MIT has always drawn students and faculty from around the globe, but today more than ever it is important for us to work with people across national and cultural borders.
Global demand for scientific and technological skills is at an all-time high, and as never before in human history we are connected around the world through our economic and production systems, shared environment, and instant worldwide communications systems.
If our students are to become successful world citizens and leaders, they will need international experience and an understanding of other cultures.
One way that we provide them with such grounding is through the MIT International Science and Technology Initiatives (MISTI). Based on 20 years of pioneering success with the MIT-Japan Program, the seven-year-old MISTI program combines international internships and research collaborations with innovative curricula and intensive language and cultural education, designed to prepare students to live and work in an era where advances in science, technology, and industry increasingly depend on international collaboration. MIT France, the youngest MISTI program, shows such promise that the French government recently stepped forward with a $1-million matching fund to seed the program. Run by the MIT Center for International Studies — one of the nation’s leading research centers on theoretical and applied international studies — MISTI is just one of several initiatives pioneered at MIT to better educate its students.
Another such program is the Singapore-MIT Alliance, an innovative engineering education and research collaboration among three academic institutions: the National University of Singapore, Nanyang Technological University, and MIT. The goal of this three-year-old alliance is to promote global engineering education and research, providing students with access to exceptional faculty and superior research facilities. It makes effective use of advanced Internet II-based interactive educational technology.
Yet another strategic partnership now under way is an alliance between MIT and the University of Cambridge, which is called the Cambridge-MIT Institute. It supports joint research on productivity and entrepreneurship, curriculum development, faculty and student exchanges, and professional development for executives.
At the Sloan School of Management, students and faculty have long been building relationships in Asia. The China Management Education Project is a collaboration among MIT and the three top business schools in the People’s Republic of China. It provides faculty and students with firsthand knowledge of Chinese business development and has established a first-class curriculum to educate a new class of managers for the international arena.
As the economic importance of the Asia-Pacific region continues to grow, the study of Chinese language and culture has taken on a new urgency in the United States.
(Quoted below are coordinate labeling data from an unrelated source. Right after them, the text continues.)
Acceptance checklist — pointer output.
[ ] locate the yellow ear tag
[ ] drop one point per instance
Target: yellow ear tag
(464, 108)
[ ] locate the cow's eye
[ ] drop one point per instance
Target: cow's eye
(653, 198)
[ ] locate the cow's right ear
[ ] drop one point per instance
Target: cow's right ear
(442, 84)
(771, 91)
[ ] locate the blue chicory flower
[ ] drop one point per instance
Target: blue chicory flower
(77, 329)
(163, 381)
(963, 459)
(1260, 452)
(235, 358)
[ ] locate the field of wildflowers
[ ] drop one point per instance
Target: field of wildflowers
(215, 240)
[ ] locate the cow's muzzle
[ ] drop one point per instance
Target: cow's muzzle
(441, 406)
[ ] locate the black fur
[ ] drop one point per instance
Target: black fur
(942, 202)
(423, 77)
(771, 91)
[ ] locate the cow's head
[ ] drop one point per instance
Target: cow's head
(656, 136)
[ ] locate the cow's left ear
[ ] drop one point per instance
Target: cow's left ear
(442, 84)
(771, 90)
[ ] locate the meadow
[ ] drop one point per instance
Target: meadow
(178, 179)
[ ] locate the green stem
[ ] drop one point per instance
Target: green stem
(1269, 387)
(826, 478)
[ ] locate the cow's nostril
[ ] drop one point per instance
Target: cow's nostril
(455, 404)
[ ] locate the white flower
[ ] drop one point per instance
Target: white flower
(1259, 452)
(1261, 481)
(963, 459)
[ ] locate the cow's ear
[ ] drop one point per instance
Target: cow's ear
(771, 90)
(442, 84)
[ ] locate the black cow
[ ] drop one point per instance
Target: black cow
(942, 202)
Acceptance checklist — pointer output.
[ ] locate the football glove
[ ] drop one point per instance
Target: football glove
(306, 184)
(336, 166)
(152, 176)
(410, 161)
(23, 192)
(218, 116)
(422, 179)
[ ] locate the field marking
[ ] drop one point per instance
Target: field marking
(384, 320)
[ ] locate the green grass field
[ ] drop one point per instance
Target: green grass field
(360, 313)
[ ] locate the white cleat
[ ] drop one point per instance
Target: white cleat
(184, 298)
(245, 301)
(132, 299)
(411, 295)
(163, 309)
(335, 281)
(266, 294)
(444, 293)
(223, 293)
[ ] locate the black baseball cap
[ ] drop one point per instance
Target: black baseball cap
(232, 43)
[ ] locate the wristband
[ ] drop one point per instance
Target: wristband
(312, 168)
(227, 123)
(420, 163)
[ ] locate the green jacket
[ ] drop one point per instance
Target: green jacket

Ten years ago, MIT established the Chinese Language and Culture Program to provide instruction in Mandarin and Chinese literature, history, and culture. Last year more than 250 students participated in this program and its efforts to strengthen the bridge between East and West and encourage communication, which is so vital to international collaboration.
A final (but by no means the last) example of student and faculty involvement in the international arena is the Alliance for Global Sustainability, a partnership formed in 1996 by MIT, the Swiss Federal Institutes of Technology, and the University of Tokyo. These organizations are working together with industries, governments, and non-governmental organizations to develop new knowledge, concepts, and technologies to support an agenda of sustainable development.
As the country’s leading research university in science and engineering, MIT has a responsibility to prepare its students for increasing globalization in economics, science, and culture. It is vital that we expand opportunities around the world for our students to become effective leaders and good citizens of the world.